What the Star didn’t choose to include in their article – what I didn’t see in any other write-up of the incident – is a quote that CityNews decided to run with.
And unlike the Star, which was careful to put McCormack’s words in context, CityNews emphasized them right in the headline: “End to carding is having an impact on violence: police union head“:
The head of Toronto’s police union said putting a stop to carding is having an impact on the level of violence in the city.
“Anecdotally … we had a broad public policy change around street checks and I think that this is having an impact on our ability to proactively investigate intelligence-led policing,” Mike McCormack, the president of the Toronto Police Association, said Sunday.
“I believe that this having an impact now on the amount of violence now and people carrying firearms,” he added…
“Until we can get out there and figure out the intelligence we need, the investigations that we need, I think [the violence] will continue.”
I could very easily rip McCormack’s logic apart here. For starters, there’s the whole “anecdotally” bit – the lack of hard evidence pervades this statement. He “thinks” the policy change is having an impact, he “believes” it’s led to more people carrying firearms. I could counter by pointing out that the infamously violent “Summer of the Gun” in 2012 took place while carding was still in place. I could gesture feebly in the direction of the word-salad phrase “our ability to proactively investigate intelligence-led policing” and throw up my hands in despair at the incoherence of his argument.
But here’s the thing – I don’t have to do any of those things, because CityNews already talked to somebody who pointed out that McCormack is completely full of shit on this and doesn’t have any facts or evidence or data to back him up at all and that it’s irresponsible for him to speculate so wildly.
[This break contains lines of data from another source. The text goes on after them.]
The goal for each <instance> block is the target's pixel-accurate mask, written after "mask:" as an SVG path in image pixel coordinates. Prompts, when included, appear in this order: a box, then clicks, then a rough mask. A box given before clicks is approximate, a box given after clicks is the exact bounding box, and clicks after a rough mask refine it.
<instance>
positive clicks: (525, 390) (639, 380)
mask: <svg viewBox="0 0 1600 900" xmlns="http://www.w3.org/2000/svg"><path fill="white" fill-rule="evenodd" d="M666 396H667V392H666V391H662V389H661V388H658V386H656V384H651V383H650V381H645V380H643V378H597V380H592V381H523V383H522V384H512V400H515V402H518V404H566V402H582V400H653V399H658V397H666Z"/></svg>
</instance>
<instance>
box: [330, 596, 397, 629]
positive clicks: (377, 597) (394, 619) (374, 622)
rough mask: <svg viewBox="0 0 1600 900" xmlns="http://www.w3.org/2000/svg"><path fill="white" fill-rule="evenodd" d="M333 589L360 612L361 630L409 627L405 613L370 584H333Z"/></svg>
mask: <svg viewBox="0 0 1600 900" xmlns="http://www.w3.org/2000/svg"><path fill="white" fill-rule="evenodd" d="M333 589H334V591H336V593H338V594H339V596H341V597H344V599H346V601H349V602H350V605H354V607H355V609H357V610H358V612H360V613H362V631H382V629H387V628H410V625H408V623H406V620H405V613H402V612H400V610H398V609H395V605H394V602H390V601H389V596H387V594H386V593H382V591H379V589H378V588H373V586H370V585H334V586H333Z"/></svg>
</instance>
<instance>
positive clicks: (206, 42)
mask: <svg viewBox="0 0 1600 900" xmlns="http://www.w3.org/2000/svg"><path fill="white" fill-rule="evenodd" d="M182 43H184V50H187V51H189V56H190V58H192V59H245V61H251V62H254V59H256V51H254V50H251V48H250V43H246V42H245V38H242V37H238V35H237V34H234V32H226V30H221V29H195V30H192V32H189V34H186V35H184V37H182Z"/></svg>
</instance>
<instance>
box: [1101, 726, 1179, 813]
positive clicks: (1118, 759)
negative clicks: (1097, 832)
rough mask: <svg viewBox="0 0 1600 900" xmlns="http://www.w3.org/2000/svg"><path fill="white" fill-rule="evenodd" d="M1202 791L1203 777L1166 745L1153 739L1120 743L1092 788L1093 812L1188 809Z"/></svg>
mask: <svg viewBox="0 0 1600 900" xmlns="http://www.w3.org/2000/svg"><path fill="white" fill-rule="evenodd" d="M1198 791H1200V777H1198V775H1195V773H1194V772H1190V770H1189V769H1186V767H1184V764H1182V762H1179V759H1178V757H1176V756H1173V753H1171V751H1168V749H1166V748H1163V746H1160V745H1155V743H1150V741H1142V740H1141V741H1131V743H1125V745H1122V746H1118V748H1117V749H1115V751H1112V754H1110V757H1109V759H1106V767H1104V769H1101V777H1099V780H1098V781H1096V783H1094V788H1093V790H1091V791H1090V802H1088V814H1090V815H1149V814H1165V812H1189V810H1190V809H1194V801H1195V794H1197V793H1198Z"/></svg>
Knia Singh, a community activist who launched a legal challenge against carding, was able to handily dismantle McCormack’s argument and show it was groundless.
And yet CityNews still gave McCormack the headline. They allowed him to make his completely unfounded claim in the single-most-read sentence of the article, and stuck Singh’s much-needed rebuttal in the back half. They turned this into a two-sided “debate”, and then played it for ratings. They heavily promoted the interview on social media, and then today wrote a second article (entirely devoid of new content) rehashing the whole “controversy” they so crassly created. They did all this, even though they knew (or ought to have known) that in reality McCormack hadn’t made even a bare-bones case for his position.
McCormack’s statement is part of a long-running trend of police apologists insisting that carding is necessary for the police to be able to do their jobs, an argument that’s never held a lot of water. Basically, McCormack and his allies are arguing that the police ought to be able to stop and interrogate people without any legal cause, a practice that Ontario’s ombudsman termed “wrong and illegal” last fall.
And implicit in every conversation about carding is racism – communities of colour, already more aggressively policed, were targeted at a massively higher rate by carding. McCormack is calling for the reintroduction of a widely despised form of legalized harassment of minority communities and surveillance based on racial profiling.
For CityNews to promote this dangerous position is pure ratings-driven myopia, a prioritization of clicks over substantive content, of buzz over facts, of hype over any consideration of how harmful the baseless position they’re pushing actually is. It’s not a surprise – I’ve called CityNews out on their bullshit before – but it’s contemptible nonetheless.
Shame on CityNews for engaging in this egregious example of reckless journalism.